Short explanation
This is a known issue for some set of users (particularly active users, unfortunately). We're working a major review queue overhaul (Yaakov is heading up this effort).
Longer explanation
Review queues are an exercise in trade-offs. Mainly, with respect to performance and speed vs. accuracy. Each review queue has its own quirks but the formula is all the same. Every 5 minutes we run some queries that take eligible items for the queue and add them, then we also diff what's not eligible (e.g. the score went up, it was already closed, etc.) and remove those. This phase relies on basic logic with a certain set of criteria per queue. It is not user specific. It's only item specific.
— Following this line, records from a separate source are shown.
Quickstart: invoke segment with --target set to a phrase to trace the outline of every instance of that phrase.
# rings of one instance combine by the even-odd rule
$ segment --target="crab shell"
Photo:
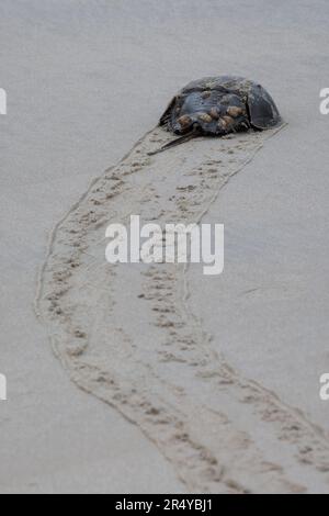
[[[250,127],[262,131],[281,123],[272,97],[261,85],[229,76],[190,82],[160,119],[160,125],[175,134],[197,131],[214,136]]]

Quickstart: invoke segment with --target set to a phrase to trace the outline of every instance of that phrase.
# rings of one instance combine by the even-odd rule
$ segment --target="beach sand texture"
[[[189,304],[188,266],[110,266],[105,229],[132,214],[198,223],[272,134],[200,138],[150,157],[172,139],[151,131],[59,223],[41,276],[37,306],[71,379],[136,423],[192,492],[325,489],[329,445],[215,352]]]
[[[328,15],[1,1],[1,492],[328,493]],[[288,125],[133,148],[222,74],[262,83]],[[225,272],[109,266],[104,229],[131,213],[224,223]]]

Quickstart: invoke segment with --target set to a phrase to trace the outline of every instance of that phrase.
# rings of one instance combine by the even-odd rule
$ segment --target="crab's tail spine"
[[[190,139],[196,138],[197,136],[200,136],[200,132],[192,131],[192,133],[184,134],[180,138],[173,139],[172,142],[169,142],[169,144],[163,145],[163,147],[160,147],[157,150],[154,150],[152,153],[148,153],[148,155],[155,156],[156,154],[163,153],[163,150],[168,150],[171,147],[175,147],[177,145],[184,144],[185,142],[190,142]]]

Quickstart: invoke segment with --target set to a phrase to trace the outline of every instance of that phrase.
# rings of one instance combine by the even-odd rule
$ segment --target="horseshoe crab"
[[[206,77],[190,82],[169,103],[159,125],[181,135],[159,152],[196,136],[263,131],[282,123],[270,93],[241,77]]]

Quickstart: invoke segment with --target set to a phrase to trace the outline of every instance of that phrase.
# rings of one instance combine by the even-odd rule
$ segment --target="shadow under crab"
[[[159,125],[180,135],[156,153],[196,136],[264,131],[282,123],[270,93],[241,77],[206,77],[190,82],[169,103]]]

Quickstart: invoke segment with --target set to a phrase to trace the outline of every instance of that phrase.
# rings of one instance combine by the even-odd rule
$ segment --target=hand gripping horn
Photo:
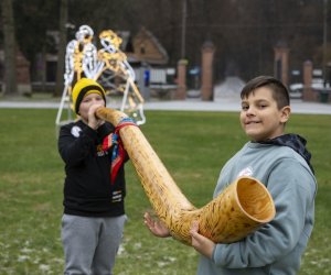
[[[97,109],[96,116],[115,127],[128,118],[124,112],[104,107]],[[119,135],[157,216],[174,239],[191,245],[190,228],[197,220],[201,234],[215,243],[232,243],[275,217],[270,194],[252,177],[237,178],[215,199],[196,209],[181,193],[138,127],[121,127]]]

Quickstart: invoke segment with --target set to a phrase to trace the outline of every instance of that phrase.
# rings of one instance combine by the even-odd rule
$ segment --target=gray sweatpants
[[[62,217],[65,275],[111,275],[127,217]]]

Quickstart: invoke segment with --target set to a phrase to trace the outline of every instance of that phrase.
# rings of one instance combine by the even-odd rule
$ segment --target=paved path
[[[60,102],[46,101],[0,101],[0,108],[42,108],[57,109]],[[293,113],[331,114],[330,103],[303,102],[291,100]],[[148,101],[145,110],[183,110],[183,111],[239,111],[239,101],[226,98],[220,101],[201,101],[200,99],[171,100],[171,101]]]

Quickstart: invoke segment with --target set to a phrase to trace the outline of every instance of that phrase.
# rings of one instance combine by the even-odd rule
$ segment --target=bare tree
[[[64,59],[66,47],[66,23],[67,23],[67,1],[61,0],[60,7],[60,43],[57,55],[57,68],[56,68],[56,86],[54,96],[62,95],[63,90],[63,75],[64,75]]]
[[[4,92],[17,94],[17,43],[12,0],[2,0],[2,23],[4,44]]]

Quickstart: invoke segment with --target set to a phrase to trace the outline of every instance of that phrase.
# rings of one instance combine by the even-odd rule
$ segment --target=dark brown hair
[[[290,105],[289,92],[286,86],[271,76],[258,76],[249,80],[241,92],[241,98],[247,98],[257,88],[267,87],[273,92],[273,98],[277,102],[277,107],[280,110],[282,107]]]

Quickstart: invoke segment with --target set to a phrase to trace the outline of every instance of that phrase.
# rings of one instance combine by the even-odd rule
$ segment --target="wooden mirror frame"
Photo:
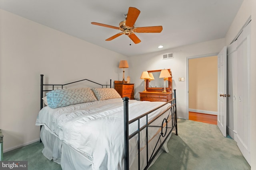
[[[168,71],[169,71],[169,72],[171,74],[171,76],[172,76],[172,72],[171,71],[170,69],[168,69]],[[151,70],[149,71],[148,71],[148,73],[150,72],[161,72],[161,70]],[[163,83],[164,83],[164,79],[163,79]],[[167,92],[172,92],[172,77],[168,77],[168,86],[166,87],[166,89]],[[149,83],[149,81],[148,80],[146,80],[146,89],[148,92],[162,92],[164,91],[164,87],[148,87],[148,84]]]

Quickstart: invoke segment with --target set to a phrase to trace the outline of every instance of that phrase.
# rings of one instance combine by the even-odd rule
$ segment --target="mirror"
[[[168,69],[167,70],[168,70],[169,72],[172,76],[172,72],[170,71],[170,69]],[[160,92],[164,90],[164,78],[159,78],[161,70],[156,70],[148,71],[148,74],[152,73],[154,80],[146,80],[146,88],[147,91],[148,92]],[[168,77],[168,80],[165,81],[165,87],[167,92],[172,92],[172,77]]]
The above process maintains our queues and counts may fluctuate over time dynamically as events happen, but they're only global counts. Again, they're not per-user. These counts power the top bar and dots, because we need to access them on every page load for all logged-in users.
Now when you go to an actual review queue, the data is per-user. For example, in the close vote queue if you've already voted to close a question you wouldn't see that question in the queue. This is logic we need to apply when fetching the next item you are eligible to review (that reads backwards: more directly, we're really filter out what you're not eligible to review).
Overall, the accurate version is too expensive to run on every page load for the top bar...so we can't do that.
Future
One of the things we're doing some tech discovery and planning on now (Yaakov's leading this and I'm helping design the backend) is replacing the fundamentals of how review queues work. The "queue" (it's not really a queue) living in SQL and filtered there with atomic concerns (e.g. many people concurrently reviewing an item) being handled by Redis isn't ideal. The criteria for queues and who's eligible for what has gotten complicated over the years and the queries are pretty damn ugly. We need a new approach. Things like an event-based system when possible to enter questions into the queue when they're closed (instead of on a 5 minute job) and similar types of event triggers based on queue types is a lot more scalable, less duplicated/wasted effort, and let's us extend and make better some things.
I can't promise the count situation will get better for your case at this point based on the exclusion of eligibility factors, but the counts will be better for the exhaustion-not-yet-reflected and similar scenarios since they'll just generally be more real-time counts overall.